Resulullah (SAV) Efendimiz Rabbından naklen anlatıyor:
“Allahü Teala şöyle buyurdu:
-Beni, ne yerim aldı, ne de semam... lakin beni Mümin, Taki, Naki, vera hali sahibi kulumun kalbi aldı...”
Görüldüğü gibi bu da Kudsi bir Hadisi Şeriftir. Şöyle manalandırmak mümkündür:
“Ben hiçbir yere külli olan esma ve sıfatlarımın bütün cihetinden tecelli etmedim. Ancak kemal durumuna bağlı bulunan ve dolayısı ile bana izafeti olan kulum müstesna. Tecellimi bana yaparım.”
Bu Hadisi Şerifte bazı kelimeler geçti. Onları biraz açmak icabedecek. Sırası ile onlar, Taki, Naki, vera kelimeleri idi.
Taki: İki yönlü isimlerden, bilhassa ibadetle ilgili yönü ile olup kalmaktadır. Diğer yönü ile değil.
Naki: Çoğunluğu ile ilahi isimleri müşahede etmektir.
Yukarıda zımnen anlatılan iki yönlü isimlerin birbirinden ayrı bazı imtiyazları vardır. Bilhassa ibadet ile ilgili kısma verilen imtiyaz bir başkadır…
Vera: Masivayı bırakıp Zat-ı İlahi’de olmaktır. Ama O’ nun gayrından fena bulmak sureti ile.

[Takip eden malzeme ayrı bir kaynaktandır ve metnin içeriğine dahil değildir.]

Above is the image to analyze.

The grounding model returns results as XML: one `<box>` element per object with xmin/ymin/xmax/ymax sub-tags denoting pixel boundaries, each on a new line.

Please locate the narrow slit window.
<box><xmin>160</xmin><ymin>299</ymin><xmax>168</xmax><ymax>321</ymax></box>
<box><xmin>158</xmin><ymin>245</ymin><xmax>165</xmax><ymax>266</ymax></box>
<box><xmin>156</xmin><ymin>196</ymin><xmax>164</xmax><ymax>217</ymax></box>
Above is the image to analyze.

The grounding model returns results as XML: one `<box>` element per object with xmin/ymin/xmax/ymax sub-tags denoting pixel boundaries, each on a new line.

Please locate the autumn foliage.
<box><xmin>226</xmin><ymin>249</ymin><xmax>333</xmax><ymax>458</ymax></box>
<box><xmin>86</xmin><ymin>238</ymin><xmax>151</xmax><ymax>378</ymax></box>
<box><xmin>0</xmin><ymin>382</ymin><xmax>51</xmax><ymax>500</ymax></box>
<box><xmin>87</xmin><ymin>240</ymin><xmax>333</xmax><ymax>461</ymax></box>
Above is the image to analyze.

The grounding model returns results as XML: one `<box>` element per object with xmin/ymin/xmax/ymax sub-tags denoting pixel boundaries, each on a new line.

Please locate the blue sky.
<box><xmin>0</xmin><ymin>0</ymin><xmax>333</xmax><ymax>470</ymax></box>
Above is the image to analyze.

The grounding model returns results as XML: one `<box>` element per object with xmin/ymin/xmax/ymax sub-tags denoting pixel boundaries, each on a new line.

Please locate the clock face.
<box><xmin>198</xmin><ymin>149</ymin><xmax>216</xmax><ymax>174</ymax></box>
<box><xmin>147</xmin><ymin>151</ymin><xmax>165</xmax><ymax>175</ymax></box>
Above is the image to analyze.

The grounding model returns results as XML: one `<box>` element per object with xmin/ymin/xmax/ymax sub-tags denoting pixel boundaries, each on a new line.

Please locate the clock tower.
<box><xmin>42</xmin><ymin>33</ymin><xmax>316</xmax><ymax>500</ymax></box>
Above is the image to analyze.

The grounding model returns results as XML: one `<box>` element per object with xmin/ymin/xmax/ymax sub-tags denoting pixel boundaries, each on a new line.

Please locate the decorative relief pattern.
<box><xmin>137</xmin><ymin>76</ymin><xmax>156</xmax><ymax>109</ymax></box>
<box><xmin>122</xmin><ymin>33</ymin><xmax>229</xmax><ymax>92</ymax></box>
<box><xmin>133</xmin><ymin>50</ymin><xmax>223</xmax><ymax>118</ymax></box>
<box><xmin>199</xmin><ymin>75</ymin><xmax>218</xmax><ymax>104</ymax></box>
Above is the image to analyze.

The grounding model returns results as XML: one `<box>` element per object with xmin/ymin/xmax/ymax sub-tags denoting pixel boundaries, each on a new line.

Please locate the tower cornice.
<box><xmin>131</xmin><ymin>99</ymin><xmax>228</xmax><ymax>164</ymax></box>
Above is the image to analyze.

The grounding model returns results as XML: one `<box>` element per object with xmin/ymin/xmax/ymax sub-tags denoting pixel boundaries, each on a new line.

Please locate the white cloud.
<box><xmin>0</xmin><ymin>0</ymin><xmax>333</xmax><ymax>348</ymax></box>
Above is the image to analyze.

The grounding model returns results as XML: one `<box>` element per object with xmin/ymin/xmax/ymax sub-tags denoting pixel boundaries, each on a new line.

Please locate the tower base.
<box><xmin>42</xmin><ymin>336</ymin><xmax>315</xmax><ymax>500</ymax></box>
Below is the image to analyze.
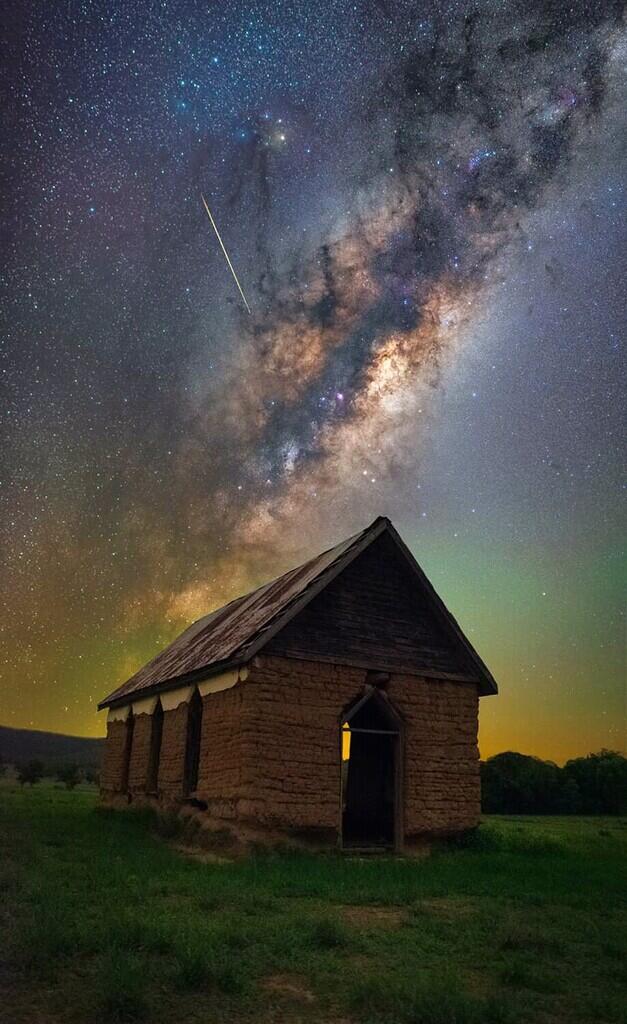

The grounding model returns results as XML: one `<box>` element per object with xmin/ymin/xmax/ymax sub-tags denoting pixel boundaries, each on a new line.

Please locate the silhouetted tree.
<box><xmin>482</xmin><ymin>751</ymin><xmax>627</xmax><ymax>814</ymax></box>
<box><xmin>56</xmin><ymin>765</ymin><xmax>81</xmax><ymax>790</ymax></box>
<box><xmin>563</xmin><ymin>750</ymin><xmax>627</xmax><ymax>814</ymax></box>
<box><xmin>17</xmin><ymin>761</ymin><xmax>44</xmax><ymax>785</ymax></box>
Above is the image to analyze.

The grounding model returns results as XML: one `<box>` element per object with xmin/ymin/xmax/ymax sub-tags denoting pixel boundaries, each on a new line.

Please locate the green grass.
<box><xmin>0</xmin><ymin>780</ymin><xmax>627</xmax><ymax>1024</ymax></box>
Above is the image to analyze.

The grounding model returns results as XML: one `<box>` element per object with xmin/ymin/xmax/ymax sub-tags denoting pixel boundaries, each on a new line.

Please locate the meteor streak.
<box><xmin>201</xmin><ymin>193</ymin><xmax>251</xmax><ymax>313</ymax></box>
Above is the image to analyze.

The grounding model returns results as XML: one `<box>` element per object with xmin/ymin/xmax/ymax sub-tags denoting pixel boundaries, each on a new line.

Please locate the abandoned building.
<box><xmin>99</xmin><ymin>518</ymin><xmax>497</xmax><ymax>850</ymax></box>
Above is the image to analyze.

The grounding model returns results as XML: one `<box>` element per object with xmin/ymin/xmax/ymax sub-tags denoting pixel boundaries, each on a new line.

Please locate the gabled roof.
<box><xmin>98</xmin><ymin>516</ymin><xmax>497</xmax><ymax>708</ymax></box>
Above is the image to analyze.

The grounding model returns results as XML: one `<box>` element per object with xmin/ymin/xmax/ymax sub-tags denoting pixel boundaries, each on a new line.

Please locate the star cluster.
<box><xmin>0</xmin><ymin>0</ymin><xmax>625</xmax><ymax>758</ymax></box>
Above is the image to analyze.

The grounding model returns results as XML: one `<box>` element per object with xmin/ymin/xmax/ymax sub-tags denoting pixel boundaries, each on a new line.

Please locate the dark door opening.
<box><xmin>183</xmin><ymin>689</ymin><xmax>203</xmax><ymax>797</ymax></box>
<box><xmin>342</xmin><ymin>691</ymin><xmax>400</xmax><ymax>847</ymax></box>
<box><xmin>145</xmin><ymin>700</ymin><xmax>163</xmax><ymax>796</ymax></box>
<box><xmin>120</xmin><ymin>708</ymin><xmax>135</xmax><ymax>793</ymax></box>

Bütün bu manalara şu Ayet-i Kerime işaret etmektedir:
“Biz emaneti, semalara, yere, dağlara arz ettik ama onu almaktan çekindiler, onlar korktular. Ve sonunda onu insan yüklendi. Ama bir Zalum ve Cehul olarak...”
Yukarıda geçen Ayeti Kerimenin tefsirini yapmak ve onda geçen bazı kelimeleri açıklamak gerekecek. Adı geçen kelimeler Emanet, Zalum ve Cahul kelimeleridir. Şöyle ki:
Emanet burada tecellinin kabulu manasındadır. Ama ilk tecelliyi, her şekil ve tümü ile... Bu emaneti almayanlar için, “Ama, onu almaktan çekindiler, ondan korktular...” buyuruldu. Bunun sebebi, onun ancak tam zuhurunu göstermekten yana bir kabiliyete sahib olmayışlarıdır. Bir de o alemin hakikatına tam olarak uyamayışlarıdır.
Sonra “Onu, insan yüklendi...” buyuruldu. Sebebine gelince, kabiliyeti kemal derecesinde olup uyuşu tamdır. Çünkü onun vasıfları arasında şunlar vardır:
Zalum: İnsanın nefsini ifna edişini anlatır.
Cehul: Herşeyden geçtiği için Hakkın zatından gayrını bilmez.
Bu manaları anla.
Sadreddin-i Konevi Hazretlerinden Alıntıdır.